Judge Grainne O'Neill heard that Johnson was arrested at 10.25pm on the night of March 4 at Bride St in Dublin 8. Garda Damien Duffy, who is attached to the Garda Traffic Corp, said that he stopped the '07-reg silver Skoda. There was a young woman passenger sitting in the back seat who thought it was a legitimate taxi.

The traffic garda said the car appeared to be a taxi and had a number on the roof and a corresponding number on a door panel but a window sticker which a taxi should have was missing. Gda Duffy said Johnson had been a taxi driver until last year and the car had previously been registered as a taxi. Johnson told him from the outset that he was in dire financial circumstances.

Judge O'Neill asked if there was anything else at play in the case and the garda said there was not but he could understand why that assumption could be made. He said extensive enquiries were carried out and gardaí had no reason to doubt that this was purely to assist the man's finances.

Conviction

He had a previous conviction, last year, for driving without insurance which resulted in a two-year road ban. Defence solicitor Noelle Kenny said her client was €60,000 in arrears with his house repayments. He had bought the property in 2007 when he was working a plumber.

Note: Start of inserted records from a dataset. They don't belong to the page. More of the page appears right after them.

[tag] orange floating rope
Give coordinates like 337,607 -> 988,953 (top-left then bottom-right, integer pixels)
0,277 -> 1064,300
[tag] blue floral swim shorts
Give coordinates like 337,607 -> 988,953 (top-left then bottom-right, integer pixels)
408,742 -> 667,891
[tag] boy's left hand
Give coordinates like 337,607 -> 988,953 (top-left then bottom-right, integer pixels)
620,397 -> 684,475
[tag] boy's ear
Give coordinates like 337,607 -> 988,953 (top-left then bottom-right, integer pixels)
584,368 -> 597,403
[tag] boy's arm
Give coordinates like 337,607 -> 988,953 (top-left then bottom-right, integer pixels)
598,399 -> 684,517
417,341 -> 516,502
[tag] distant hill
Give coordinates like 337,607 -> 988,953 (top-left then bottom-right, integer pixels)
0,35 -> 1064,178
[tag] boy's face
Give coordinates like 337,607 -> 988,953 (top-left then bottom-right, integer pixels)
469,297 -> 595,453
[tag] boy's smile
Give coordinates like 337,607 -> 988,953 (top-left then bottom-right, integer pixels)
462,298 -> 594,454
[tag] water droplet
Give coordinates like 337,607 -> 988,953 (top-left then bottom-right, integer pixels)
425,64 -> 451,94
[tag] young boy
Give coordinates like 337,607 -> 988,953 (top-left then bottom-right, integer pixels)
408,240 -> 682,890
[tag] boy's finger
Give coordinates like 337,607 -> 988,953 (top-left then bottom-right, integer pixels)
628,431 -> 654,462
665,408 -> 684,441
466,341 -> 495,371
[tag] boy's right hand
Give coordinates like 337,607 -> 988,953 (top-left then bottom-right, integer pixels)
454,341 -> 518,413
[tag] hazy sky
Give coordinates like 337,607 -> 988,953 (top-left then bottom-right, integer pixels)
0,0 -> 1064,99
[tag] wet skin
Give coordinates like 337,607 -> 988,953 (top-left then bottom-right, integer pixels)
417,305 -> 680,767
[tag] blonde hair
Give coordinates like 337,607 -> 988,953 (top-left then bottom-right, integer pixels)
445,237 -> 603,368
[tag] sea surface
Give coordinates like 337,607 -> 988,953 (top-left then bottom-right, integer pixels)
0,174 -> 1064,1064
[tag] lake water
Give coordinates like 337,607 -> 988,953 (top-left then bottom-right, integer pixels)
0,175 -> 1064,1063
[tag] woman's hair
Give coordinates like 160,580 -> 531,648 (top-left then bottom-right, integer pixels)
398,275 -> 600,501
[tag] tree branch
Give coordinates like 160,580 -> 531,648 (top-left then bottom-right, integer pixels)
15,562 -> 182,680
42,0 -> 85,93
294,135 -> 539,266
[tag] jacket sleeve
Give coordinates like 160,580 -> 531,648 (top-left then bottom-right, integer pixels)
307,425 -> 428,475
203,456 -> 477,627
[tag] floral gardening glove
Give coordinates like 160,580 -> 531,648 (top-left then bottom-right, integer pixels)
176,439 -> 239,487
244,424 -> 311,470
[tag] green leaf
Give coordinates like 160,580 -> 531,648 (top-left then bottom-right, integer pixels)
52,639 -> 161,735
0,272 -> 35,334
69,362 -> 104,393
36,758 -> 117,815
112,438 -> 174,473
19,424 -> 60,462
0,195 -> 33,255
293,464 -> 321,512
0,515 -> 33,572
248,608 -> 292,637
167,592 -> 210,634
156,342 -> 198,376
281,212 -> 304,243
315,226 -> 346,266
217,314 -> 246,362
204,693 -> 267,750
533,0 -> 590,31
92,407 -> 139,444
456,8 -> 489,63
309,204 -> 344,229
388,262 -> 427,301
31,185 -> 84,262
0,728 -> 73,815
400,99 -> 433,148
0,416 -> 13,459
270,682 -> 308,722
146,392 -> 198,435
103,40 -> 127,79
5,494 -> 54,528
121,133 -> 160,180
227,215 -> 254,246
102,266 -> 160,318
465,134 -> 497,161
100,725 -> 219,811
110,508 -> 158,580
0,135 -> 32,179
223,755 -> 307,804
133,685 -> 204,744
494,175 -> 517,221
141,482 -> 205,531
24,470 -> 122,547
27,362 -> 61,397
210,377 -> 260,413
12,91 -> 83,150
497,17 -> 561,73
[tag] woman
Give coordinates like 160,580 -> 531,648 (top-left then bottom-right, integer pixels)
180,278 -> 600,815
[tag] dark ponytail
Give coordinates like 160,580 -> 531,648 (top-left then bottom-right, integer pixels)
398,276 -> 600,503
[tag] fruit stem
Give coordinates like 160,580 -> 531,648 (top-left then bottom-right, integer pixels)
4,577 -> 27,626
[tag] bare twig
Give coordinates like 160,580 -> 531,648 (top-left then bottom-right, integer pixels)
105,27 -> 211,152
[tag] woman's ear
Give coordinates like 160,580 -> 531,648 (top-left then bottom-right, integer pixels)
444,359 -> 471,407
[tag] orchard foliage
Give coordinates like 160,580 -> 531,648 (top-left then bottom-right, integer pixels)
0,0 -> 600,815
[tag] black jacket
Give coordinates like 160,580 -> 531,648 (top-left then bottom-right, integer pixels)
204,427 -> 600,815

However, during the crash he lost his job and had to move home to his mother for whom he acts as a carer. She said he was in desperate financial need at the time of the incident.

He is attending counselling for depression and has a young child. He is nervous and has just got work again in the construction industry and wanted to get control of his life again, the defence lawyer said.

Judge O'Neill said he should thank his solicitor and a fair garda that he was not going to jail. She fined him €600 and adjourned the case until May 25 for a probation report on his suitability to carry out 100 hours' community service in lieu of a three-month sentence.